Finally, when e fails, it will call the base amb‑fail, which is simply a call to the local continuation with the value #f. This pushes control past the if. We restore amb‑fail to its pre-entry value, and return the +results. (The reverse! is simply to produce the results in the order in which they were generated.)

14.4  Logic puzzles

The power of depth-first search coupled with backtracking becomes obvious when applied to solving logic puzzles. These problems are extraordinarily difficult to solve procedurally, but can be solved concisely and declaratively with amb, without taking anything away from the charm of solving the puzzle.

14.4.1  The Kalotan puzzle

The Kalotans are a tribe with a peculiar quirk.2 Their males always tell the truth. Their females never make two consecutive true statements, or two consecutive untrue statements.

An anthropologist (let’s call him Worf) has begun to study them. Worf does not yet know the Kalotan language. One day, he meets a Kalotan (heterosexual) couple and their child Kibi. Worf asks Kibi: “Are you a boy?” Kibi answers in Kalotan, which of course Worf doesn’t understand.

Worf turns to the parents (who know English) for explanation. One of them says: “Kibi said: ‘I am a boy.’ ” The other adds: “Kibi is a girl. Kibi lied.”

Solve for the sex of the parents and Kibi.

 — 

The solution consists in introducing a bunch of variables, allowing them to take a choice of values, and enumerating the conditions on them as a sequence of assert expressions.

The variables: parent1, parent2, and kibi are the sexes of the parents (in order of appearance) and Kibi; kibi‑self‑desc is the sex Kibi claimed to be (in Kalotan); kibi‑lied? is the boolean on whether Kibi’s claim was a lie.

(define solve-kalotan-puzzle
  (lambda ()
    (let ((parent1 (amb 'm 'f))
          (parent2 (amb 'm 'f))
          (kibi (amb 'm 'f))
          (kibi-self-desc (amb 'm 'f))
          (kibi-lied? (amb #t #f)))
      (assert
       (distinct? (list parent1 parent2)))
      (assert
       (if (eqv? kibi 'm)
           (not kibi-lied?)))
      (assert
       (if kibi-lied?
           (xor
            (and (eqv? kibi-self-desc 'm)
                 (eqv? kibi 'f))
            (and (eqv? kibi-self-desc 'f)
                 (eqv? kibi 'm)))))
      (assert
       (if (not kibi-lied?)
           (xor
            (and (eqv? kibi-self-desc 'm)
                 (eqv? kibi 'm))
            (and (eqv? kibi-self-desc 'f)
                 (eqv? kibi 'f)))))
      (assert
       (if (eqv? parent1 'm)
           (and
            (eqv? kibi-self-desc 'm)
            (xor
             (and (eqv? kibi 'f)
                  (eqv? kibi-lied? #f))
             (and (eqv? kibi 'm)
                  (eqv? kibi-lied? #t))))))
      (assert
       (if (eqv? parent1 'f)
           (and
            (eqv? kibi 'f)
            (eqv? kibi-lied? #t))))
      (list parent1 parent2 kibi))))

A note on the helper procedures: The procedure distinct? returns true if all the elements in its argument list are distinct, and false otherwise. The procedure xor returns true if only one of its two arguments is true, and false otherwise.

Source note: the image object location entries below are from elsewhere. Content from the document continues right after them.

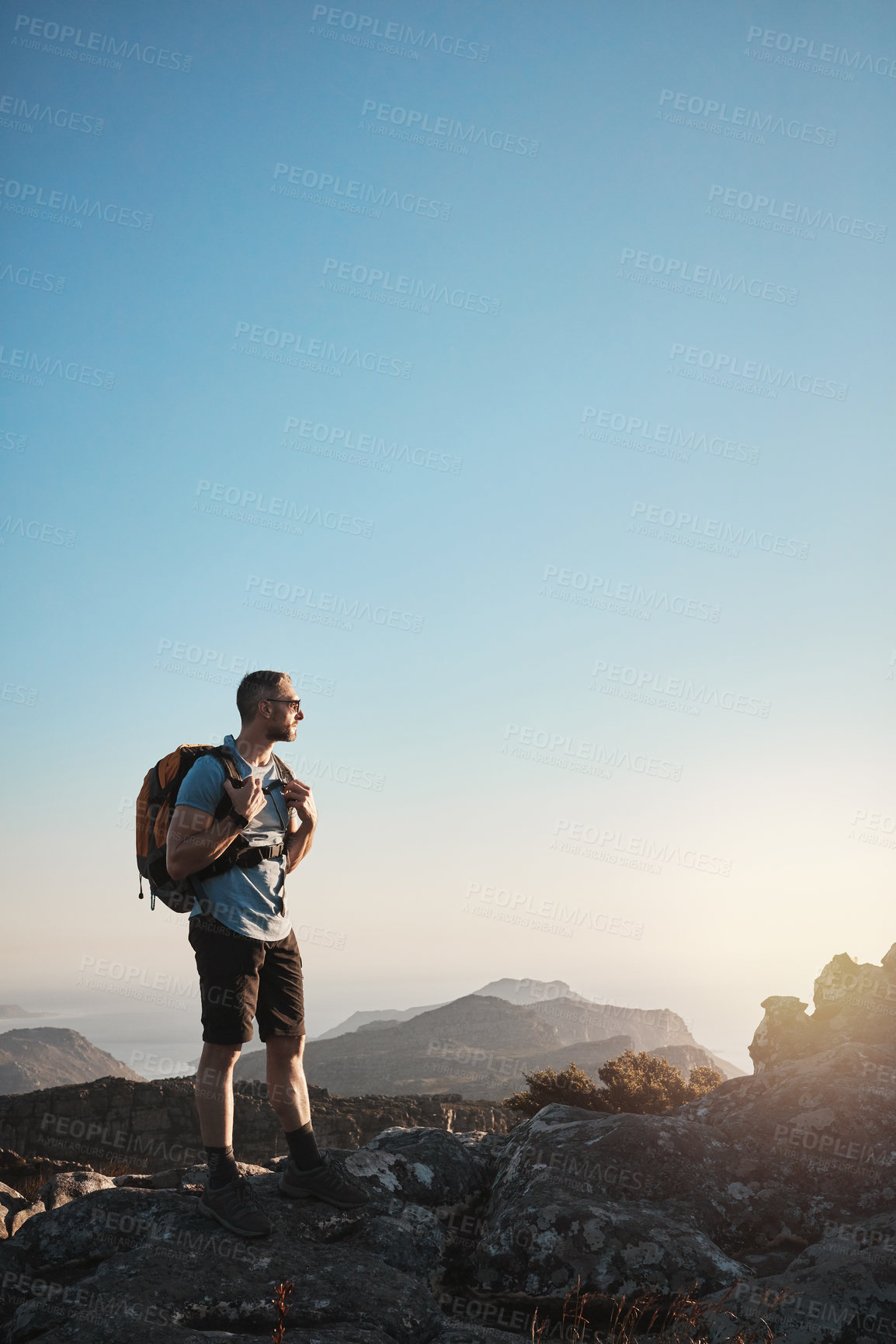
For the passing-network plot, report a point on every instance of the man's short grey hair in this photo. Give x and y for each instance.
(254, 687)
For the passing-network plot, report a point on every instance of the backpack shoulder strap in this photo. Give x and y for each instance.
(283, 769)
(228, 762)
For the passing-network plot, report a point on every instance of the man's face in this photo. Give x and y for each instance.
(283, 714)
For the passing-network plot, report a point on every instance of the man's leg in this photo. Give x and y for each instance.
(215, 1094)
(227, 968)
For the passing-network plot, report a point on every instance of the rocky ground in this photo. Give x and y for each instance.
(773, 1199)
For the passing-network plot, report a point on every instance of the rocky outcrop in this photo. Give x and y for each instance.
(852, 1002)
(47, 1057)
(154, 1125)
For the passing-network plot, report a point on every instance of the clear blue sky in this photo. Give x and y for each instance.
(618, 213)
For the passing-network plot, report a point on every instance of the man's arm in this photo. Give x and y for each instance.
(196, 839)
(303, 820)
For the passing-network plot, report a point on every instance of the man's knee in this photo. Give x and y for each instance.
(215, 1064)
(285, 1047)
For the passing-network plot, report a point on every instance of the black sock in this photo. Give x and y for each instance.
(222, 1169)
(303, 1147)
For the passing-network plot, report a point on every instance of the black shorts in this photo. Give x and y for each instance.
(241, 979)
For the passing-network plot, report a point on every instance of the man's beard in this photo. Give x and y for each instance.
(283, 734)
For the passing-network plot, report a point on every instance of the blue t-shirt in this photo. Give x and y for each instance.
(248, 901)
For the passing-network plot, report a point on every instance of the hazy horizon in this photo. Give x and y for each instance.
(520, 384)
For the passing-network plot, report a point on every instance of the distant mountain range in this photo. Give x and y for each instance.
(50, 1057)
(480, 1044)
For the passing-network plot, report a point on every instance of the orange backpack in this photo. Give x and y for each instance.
(155, 805)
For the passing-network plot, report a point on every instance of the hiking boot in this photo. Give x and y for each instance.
(328, 1182)
(235, 1206)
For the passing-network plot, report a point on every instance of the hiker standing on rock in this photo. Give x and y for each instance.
(246, 952)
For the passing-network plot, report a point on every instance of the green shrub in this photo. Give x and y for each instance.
(642, 1085)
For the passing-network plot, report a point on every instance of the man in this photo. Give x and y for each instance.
(246, 950)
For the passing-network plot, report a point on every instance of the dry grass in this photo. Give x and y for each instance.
(601, 1318)
(30, 1183)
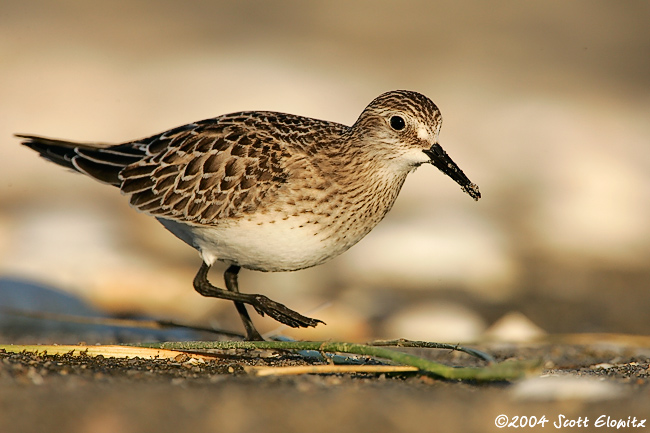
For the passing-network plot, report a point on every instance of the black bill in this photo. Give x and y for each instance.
(440, 159)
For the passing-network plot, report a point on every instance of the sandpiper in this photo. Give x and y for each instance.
(269, 191)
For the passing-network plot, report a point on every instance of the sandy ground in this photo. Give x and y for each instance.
(546, 107)
(592, 382)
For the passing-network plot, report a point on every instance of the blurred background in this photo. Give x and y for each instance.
(546, 107)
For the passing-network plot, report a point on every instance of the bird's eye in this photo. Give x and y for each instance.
(397, 123)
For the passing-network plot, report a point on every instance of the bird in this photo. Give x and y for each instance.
(268, 191)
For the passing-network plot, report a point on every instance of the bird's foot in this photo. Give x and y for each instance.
(281, 313)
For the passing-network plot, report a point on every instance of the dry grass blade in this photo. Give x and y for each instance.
(108, 351)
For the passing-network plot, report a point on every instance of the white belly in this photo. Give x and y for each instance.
(277, 246)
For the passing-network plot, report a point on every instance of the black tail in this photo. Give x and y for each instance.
(99, 161)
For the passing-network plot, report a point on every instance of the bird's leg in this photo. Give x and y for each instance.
(261, 303)
(230, 277)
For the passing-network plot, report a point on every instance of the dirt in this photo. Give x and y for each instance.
(97, 394)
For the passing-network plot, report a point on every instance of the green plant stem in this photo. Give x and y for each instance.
(506, 370)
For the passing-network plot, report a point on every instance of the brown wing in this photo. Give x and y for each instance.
(206, 173)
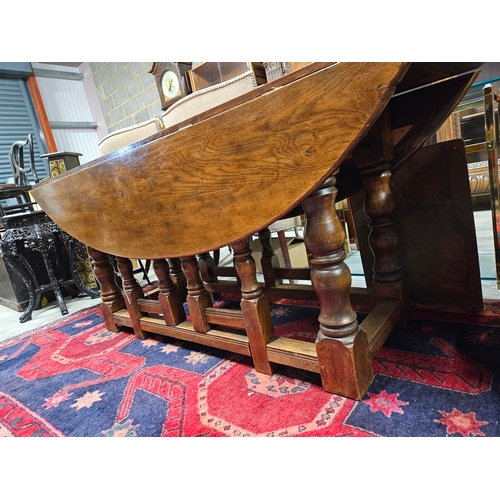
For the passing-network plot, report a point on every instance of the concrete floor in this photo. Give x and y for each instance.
(9, 319)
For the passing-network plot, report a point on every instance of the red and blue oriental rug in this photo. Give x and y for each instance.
(72, 377)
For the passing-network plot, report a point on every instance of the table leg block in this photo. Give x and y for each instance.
(345, 364)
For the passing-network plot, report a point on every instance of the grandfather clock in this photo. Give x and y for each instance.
(172, 81)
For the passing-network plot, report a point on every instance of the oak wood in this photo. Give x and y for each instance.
(169, 295)
(225, 317)
(229, 341)
(198, 299)
(111, 295)
(132, 291)
(380, 322)
(258, 145)
(254, 306)
(292, 352)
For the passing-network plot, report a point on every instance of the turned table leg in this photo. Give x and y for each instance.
(373, 158)
(132, 291)
(254, 306)
(341, 345)
(169, 297)
(111, 295)
(198, 299)
(178, 276)
(269, 260)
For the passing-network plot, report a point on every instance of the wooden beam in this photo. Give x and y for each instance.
(41, 113)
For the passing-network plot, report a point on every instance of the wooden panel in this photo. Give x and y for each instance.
(292, 352)
(380, 322)
(155, 200)
(229, 341)
(435, 224)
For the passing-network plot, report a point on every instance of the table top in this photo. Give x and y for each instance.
(227, 173)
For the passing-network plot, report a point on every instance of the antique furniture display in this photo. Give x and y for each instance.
(475, 120)
(207, 74)
(61, 161)
(172, 81)
(29, 232)
(186, 108)
(317, 135)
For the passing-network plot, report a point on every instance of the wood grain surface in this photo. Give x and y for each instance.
(217, 181)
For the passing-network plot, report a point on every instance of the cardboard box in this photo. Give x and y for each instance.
(296, 249)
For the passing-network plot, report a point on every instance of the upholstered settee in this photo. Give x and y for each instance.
(191, 105)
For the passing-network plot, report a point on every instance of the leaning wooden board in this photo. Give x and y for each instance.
(219, 180)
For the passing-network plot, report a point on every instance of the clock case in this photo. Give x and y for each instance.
(180, 69)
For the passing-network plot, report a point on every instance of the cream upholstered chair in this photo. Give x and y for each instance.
(189, 106)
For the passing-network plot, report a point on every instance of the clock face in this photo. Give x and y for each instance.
(170, 85)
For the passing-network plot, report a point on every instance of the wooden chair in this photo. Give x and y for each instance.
(317, 136)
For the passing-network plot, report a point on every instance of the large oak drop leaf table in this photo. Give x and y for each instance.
(298, 143)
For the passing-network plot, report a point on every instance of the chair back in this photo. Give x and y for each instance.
(16, 159)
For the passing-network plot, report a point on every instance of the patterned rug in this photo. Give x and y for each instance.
(72, 377)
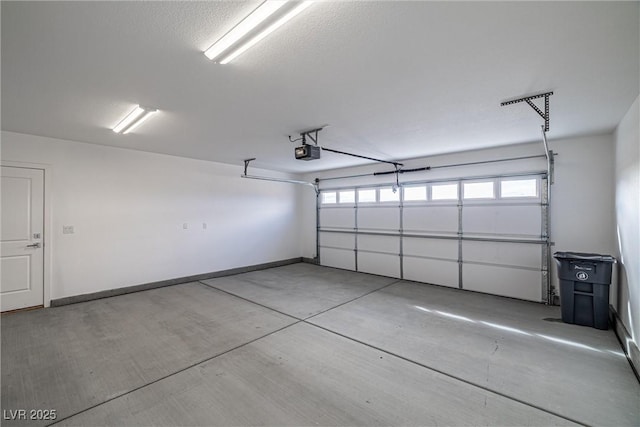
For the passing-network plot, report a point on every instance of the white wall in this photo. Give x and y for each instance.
(627, 161)
(128, 209)
(582, 198)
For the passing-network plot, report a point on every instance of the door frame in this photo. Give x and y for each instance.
(47, 232)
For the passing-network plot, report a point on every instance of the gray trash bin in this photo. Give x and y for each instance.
(584, 288)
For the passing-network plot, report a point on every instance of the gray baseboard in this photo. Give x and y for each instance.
(630, 348)
(170, 282)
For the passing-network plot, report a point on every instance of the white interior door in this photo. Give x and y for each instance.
(22, 264)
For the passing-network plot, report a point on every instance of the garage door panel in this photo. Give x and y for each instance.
(514, 254)
(382, 264)
(338, 240)
(502, 220)
(437, 272)
(510, 282)
(390, 244)
(434, 248)
(435, 219)
(339, 258)
(379, 218)
(337, 218)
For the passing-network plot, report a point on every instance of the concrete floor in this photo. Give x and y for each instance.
(308, 345)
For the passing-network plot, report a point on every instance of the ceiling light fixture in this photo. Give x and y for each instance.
(134, 119)
(293, 12)
(254, 19)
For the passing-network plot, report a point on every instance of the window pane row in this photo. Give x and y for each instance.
(473, 190)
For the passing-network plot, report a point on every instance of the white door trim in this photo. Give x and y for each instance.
(47, 241)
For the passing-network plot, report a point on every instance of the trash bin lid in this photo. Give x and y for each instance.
(584, 256)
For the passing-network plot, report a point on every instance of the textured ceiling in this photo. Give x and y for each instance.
(393, 80)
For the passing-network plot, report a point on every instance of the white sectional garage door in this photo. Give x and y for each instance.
(487, 235)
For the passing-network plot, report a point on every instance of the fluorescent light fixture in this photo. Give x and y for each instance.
(134, 119)
(293, 12)
(254, 19)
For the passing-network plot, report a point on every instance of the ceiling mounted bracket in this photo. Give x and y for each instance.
(311, 134)
(315, 185)
(528, 99)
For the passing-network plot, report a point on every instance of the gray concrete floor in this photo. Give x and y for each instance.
(308, 345)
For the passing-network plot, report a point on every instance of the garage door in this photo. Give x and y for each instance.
(483, 234)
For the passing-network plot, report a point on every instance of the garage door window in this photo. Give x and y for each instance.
(444, 192)
(348, 196)
(388, 195)
(519, 188)
(328, 197)
(478, 190)
(415, 193)
(367, 195)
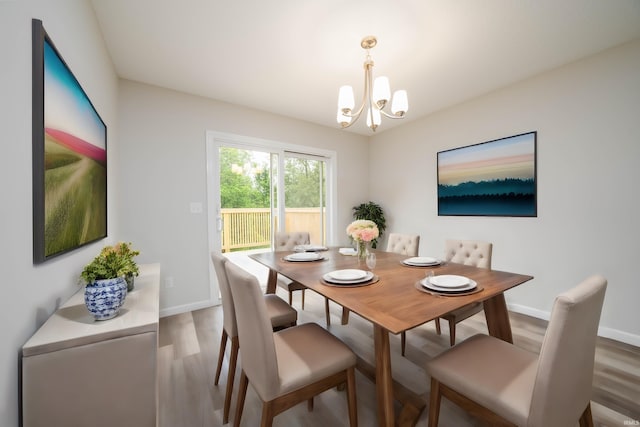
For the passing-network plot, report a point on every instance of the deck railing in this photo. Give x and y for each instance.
(250, 228)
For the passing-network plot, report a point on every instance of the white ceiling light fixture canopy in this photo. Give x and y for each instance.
(377, 95)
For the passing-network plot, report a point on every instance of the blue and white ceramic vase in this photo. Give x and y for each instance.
(105, 297)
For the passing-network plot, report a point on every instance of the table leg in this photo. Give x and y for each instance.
(384, 380)
(497, 315)
(272, 281)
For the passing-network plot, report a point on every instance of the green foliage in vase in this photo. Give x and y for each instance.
(111, 262)
(372, 212)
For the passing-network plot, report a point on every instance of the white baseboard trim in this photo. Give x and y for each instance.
(610, 333)
(170, 311)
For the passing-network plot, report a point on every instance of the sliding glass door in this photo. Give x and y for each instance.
(246, 205)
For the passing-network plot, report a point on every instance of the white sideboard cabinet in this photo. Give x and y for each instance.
(77, 371)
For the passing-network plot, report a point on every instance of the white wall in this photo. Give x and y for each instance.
(163, 170)
(587, 115)
(32, 293)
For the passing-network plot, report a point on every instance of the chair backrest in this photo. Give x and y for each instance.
(469, 252)
(228, 311)
(404, 244)
(258, 352)
(286, 241)
(564, 379)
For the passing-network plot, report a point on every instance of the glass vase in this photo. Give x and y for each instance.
(363, 249)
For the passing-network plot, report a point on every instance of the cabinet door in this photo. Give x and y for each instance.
(108, 383)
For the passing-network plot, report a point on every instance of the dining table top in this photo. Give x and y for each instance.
(394, 300)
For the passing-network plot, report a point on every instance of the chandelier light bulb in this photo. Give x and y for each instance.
(381, 91)
(343, 120)
(373, 113)
(400, 103)
(345, 100)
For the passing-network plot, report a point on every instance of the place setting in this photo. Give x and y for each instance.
(448, 284)
(349, 277)
(422, 261)
(304, 257)
(310, 248)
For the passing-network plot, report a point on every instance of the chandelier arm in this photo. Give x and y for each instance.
(391, 116)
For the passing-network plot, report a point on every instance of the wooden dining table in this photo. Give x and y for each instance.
(396, 302)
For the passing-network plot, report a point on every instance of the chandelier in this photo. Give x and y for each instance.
(376, 96)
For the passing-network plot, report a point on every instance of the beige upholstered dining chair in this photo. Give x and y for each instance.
(289, 366)
(281, 315)
(285, 241)
(507, 385)
(468, 252)
(404, 244)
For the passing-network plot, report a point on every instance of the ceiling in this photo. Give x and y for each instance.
(290, 57)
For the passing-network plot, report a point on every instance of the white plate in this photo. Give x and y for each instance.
(428, 285)
(449, 281)
(368, 276)
(303, 256)
(348, 275)
(347, 251)
(309, 248)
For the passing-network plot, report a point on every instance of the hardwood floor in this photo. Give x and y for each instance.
(188, 351)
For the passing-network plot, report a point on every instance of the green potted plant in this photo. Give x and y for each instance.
(105, 279)
(372, 212)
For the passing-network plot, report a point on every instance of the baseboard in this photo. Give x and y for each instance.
(610, 333)
(170, 311)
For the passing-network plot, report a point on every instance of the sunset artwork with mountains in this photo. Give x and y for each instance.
(495, 178)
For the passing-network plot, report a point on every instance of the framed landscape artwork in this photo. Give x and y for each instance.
(69, 157)
(493, 178)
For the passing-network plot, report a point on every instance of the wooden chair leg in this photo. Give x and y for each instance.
(452, 332)
(327, 314)
(242, 393)
(586, 419)
(267, 415)
(434, 403)
(223, 346)
(351, 397)
(235, 345)
(345, 316)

Typing (solve‑kalotan‑puzzle) will solve the puzzle.

14.4.2  Map coloring

It has been known for some time (but not proven until 1976 [30]) that four colors suffice to color a terrestrial map — i.e., to color the countries so that neighbors are distinguished. To actually assign the colors is still an undertaking, and the following program shows how nondeterministic programming can help.

The following program solves the problem of coloring a map of Western Europe. The problem and a Prolog solution are given in The Art of Prolog [32]. (It is instructive to compare our solution with the book’s.)

The procedure choose‑color nondeterministically returns one of four colors:

(define choose-color
  (lambda ()
    (amb 'red 'yellow 'blue 'white)))

In our solution, we create for each country a data structure. The data structure is a 3-element list: The first element of the list is the country’s name; the second element is its assigned color; and the third element is the colors of its neighbors. Note we use the initial of the country for its color variable.3 E.g., the list for Belgium is (list 'belgium b (list f h l g)), because — per the problem statement — the neighbors of Belgium are France, Holland, Luxembourg, and Germany.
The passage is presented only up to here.